Note: this review is featured on the Phoenix Film Festival’s website.
Documentaries can often act as the most effective form of character study, putting a person’s life underneath an actual lens and forcing them to examine their choices and surroundings at the whims of a camera. At the forefront of the immersive, engrossing The Overnighters is Pastor Reinke, a good man that provides hospice for men and women moving to North Dakota in hopes of finding new jobs in trying times. The economic downturn in most areas of the country has caused an influx of citizens into Williston, a small farming/blue collar town that has prospered due to its extensive oil fields. Pastor Reinke heads a church that houses these citizens that end up moving to North Dakota without a home or any source of revenue. They must start their lives again, but have nobody who will support them. The town mostly thinks of them as wandering vagrants without providing them any sense of humanity. Pastor Reinke doesn’t see it that way, though; he sees them as people with purpose.

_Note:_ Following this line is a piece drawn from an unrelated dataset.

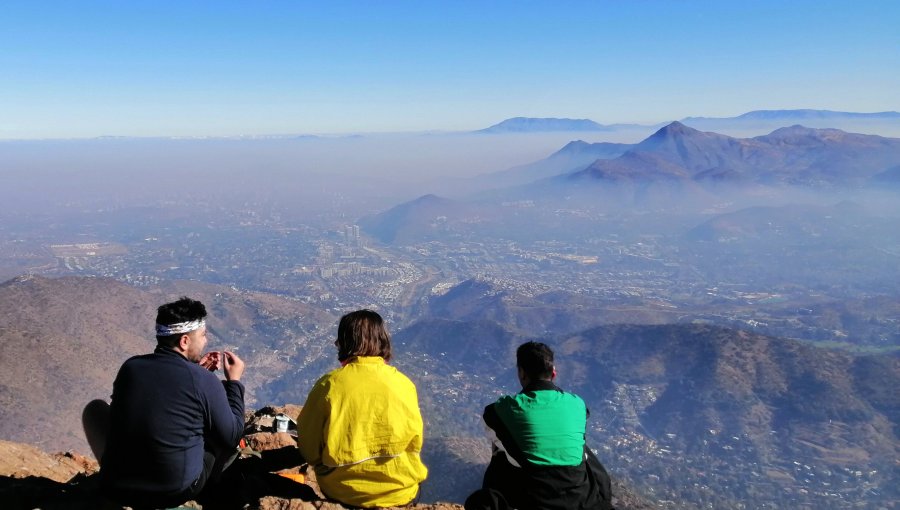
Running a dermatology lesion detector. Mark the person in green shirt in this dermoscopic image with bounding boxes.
[465,342,612,510]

He houses hundreds of these opportunistic men in hopes that they can boost the town’s economy and bolster their awareness nationwide. Most of the attention gained from these “overnighters,” though, hurts the perception of the church locally while possibly causing an uptick in crime that the media spreads like wildfire. Suffice to say, Pastor Reinke deals with a lot in the public’s eye. His personal life suffers from the consequences, with Reinke failing to spend the proper amount of time with his family while he houses potentially suspicious individuals. Many claims surrounding the pastor and his hospitality bring into question the integrity of the men moving into Williston; what exactly have these men done that has brought them down on their luck? Some of them openly admit to committing dishonorable criminal acts in their past, while others seem to avoid the truth. Pastor Reinke is in the dark about these men and who they may actually be. Kindness is never something to be vilified, which is why director Jesse Moss uses the camera to showcase a man guided by compassion and heart.
It’s only fitting, then, when the film moves toward tragedy as the truth comes out and a light begins to shine on everyone’s realities. I admire the nature of Moss’s direction, the way that he openly earns his subjects’ trust, who let him see some of the more deeply personal conversations that could be had in such dire circumstances. This is his breakout film. It demonstrates him as a force behind the screen that uses his narrative, however minuscule and seemingly inconsequential it may seem in the grand scope of things, and uses it as a fierce allegory for the pursuit of the American Dream. These men want to better themselves, but can they? The occupation is brutal and demanding (both physically and mentally), with Keegan Edwards being one of the subjects that fights for his family’s well-being while still living out of the church. Pastor Reinke comes under attack by his subjects when he is considered to be favoring these homeless subjects over church attendees, and his personal life disintegrates in front of our eyes as we can do nothing but observe. Sadness pervades the final hour, and it makes for an unrelenting, powerful, and mournful film.